When he had been in business fifteen years he moved his store to 233 Broadway—where the Astor House now stands. He was now worth a quarter of a million of dollars, but was the same cautious and enterprising business man as when he began. When the treaty of 1795 was made, which fixed the northern frontier of the United States, Astor took quick advantage of it. It limited the field of the Hudson Bay and other Canadian fur companies, and Astor soon had his agents out buying furs all along the Great Lakes, and far to the west of the lakes.

He planned a great scheme of setting up a line of trading posts across the country, by way of the Missouri and Columbia Rivers, as far as the Pacific, and in 1811 he founded the town of Astoria at the mouth of the Columbia. It was his design to make this a starting point for his vessels, supplying China with furs directly from the Pacific coast, instead of following the long, roundabout course from New York. He proposed to make one of the Hawaiian Islands an intermediate station.

This ambitious scheme fell through from the dishonesty of his agents, who played him false and betrayed his plans to a British fur company, which got possession of Astoria and the Oregon business for a trifle. Astor's loss was more than a million dollars, but he bore it calmly.

A shrewd, far-seeing, adventurous man was John Jacob Astor. His business judgment amounted to genius, and he rarely if ever made a mistake. He gave incessant attention to his business, and not until he was quite wealthy would he leave his store or ware-house before the close of the day. Then he got to leaving at two o'clock in the afternoon, and, after an early dinner, taking a horseback ride, of which he was very fond. His other favorite recreation was the theatre. He was plain and simple in all his habits, and the strict economy with which he began clung to him long after it had ceased to be necessary.

He grew to be very rich, not wholly in the fur trade, though he made about two million dollars in this. But a greater source of wealth was his shrewd purchases of real estate in the upper part of New York. If he bought a piece of land he built upon it and made it pay by rents. These rents he used to buy new property. He had an instinctive judgment of the best localities for an increase in value by the growth of population, and by holding on to his properties he added many millions to his estate. The Astor estate came in time to have as many as seven thousand houses in New York City.

During the last twenty years of Astor's life he lived in quiet retirement, employing business agents to look after his property, which grew to be worth at least twenty million dollars. Some of this money he gave away. All his relatives were placed in comfort. For the poor of Waldorf, his native place, he gave fifty thousand dollars. The Astor Library, founded by him, was endowed with four hundred thousand dollars in land and funds. He made other public gifts, but the great bulk of his immense estate was left to his eldest son, William B. Astor. Since then it has been sedulously kept together and increased, until its value has become immense.

Mr. Astor's great success was largely due to his remarkable business powers, his temperate habits, punctuality, perseverance, care that no money should be wasted and no enterprise undertaken until thoroughly understood. This don was daring and enterprising in his operations He was prompt in all engagements, and cool and cheerful even under severe losses.
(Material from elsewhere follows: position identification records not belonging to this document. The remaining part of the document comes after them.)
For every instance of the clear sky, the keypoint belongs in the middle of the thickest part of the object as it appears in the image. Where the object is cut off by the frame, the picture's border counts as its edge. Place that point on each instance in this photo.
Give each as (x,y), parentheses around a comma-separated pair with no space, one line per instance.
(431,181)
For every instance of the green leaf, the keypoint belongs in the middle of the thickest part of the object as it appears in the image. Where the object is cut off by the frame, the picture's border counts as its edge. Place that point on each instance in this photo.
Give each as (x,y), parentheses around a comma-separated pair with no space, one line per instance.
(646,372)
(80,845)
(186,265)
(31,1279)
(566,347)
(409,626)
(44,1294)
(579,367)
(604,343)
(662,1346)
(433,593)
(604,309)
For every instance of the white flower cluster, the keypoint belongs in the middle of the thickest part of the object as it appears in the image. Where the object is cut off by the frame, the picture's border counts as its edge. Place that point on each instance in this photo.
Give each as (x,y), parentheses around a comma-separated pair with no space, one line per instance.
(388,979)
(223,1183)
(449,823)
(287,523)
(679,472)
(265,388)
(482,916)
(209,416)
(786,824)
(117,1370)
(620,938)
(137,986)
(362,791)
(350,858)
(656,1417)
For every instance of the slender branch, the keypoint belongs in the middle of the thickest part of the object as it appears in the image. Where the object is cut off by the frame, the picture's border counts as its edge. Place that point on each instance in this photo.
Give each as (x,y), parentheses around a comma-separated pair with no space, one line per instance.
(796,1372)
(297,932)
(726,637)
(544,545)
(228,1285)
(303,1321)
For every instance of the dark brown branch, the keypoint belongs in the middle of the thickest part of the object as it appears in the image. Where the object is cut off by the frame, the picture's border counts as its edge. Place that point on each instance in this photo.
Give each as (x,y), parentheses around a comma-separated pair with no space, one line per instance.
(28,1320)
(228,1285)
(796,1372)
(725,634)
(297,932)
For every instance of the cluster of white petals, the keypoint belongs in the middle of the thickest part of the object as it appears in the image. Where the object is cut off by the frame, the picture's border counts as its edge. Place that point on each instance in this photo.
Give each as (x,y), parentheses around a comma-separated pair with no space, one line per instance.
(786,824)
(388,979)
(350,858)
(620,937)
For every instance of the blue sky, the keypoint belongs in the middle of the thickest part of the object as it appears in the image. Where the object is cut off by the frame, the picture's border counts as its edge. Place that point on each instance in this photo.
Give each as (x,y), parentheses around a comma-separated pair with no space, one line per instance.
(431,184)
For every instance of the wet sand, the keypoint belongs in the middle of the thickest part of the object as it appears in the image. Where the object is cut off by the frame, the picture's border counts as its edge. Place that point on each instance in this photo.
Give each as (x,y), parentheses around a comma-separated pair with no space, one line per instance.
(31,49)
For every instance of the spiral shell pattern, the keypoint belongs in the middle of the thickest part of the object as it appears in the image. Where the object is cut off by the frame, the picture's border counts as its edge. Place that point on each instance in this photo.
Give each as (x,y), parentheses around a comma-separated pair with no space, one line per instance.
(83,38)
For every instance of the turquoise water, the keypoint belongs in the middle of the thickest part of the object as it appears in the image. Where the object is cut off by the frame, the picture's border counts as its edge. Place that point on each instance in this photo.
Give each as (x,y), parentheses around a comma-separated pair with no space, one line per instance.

Always an early riser, not until he was fifty-five years of age did he ever fail to appear at his store before seven o'clock in the morning.

Such is the record of the boy who made wise resolutions as he sat resting by the wayside when he set out to make his fortune. He kept those resolutions strictly, and was always prudent, sagacious, tactful, quick in grasping and courageous in carrying out an enterprise. He was never liberal, being very careful and close in money dealings, the gifts which he finally made being given after his wealth was so great as to render them matters of small moment to him. Death came to this remarkable man on the 29th of March, 1848.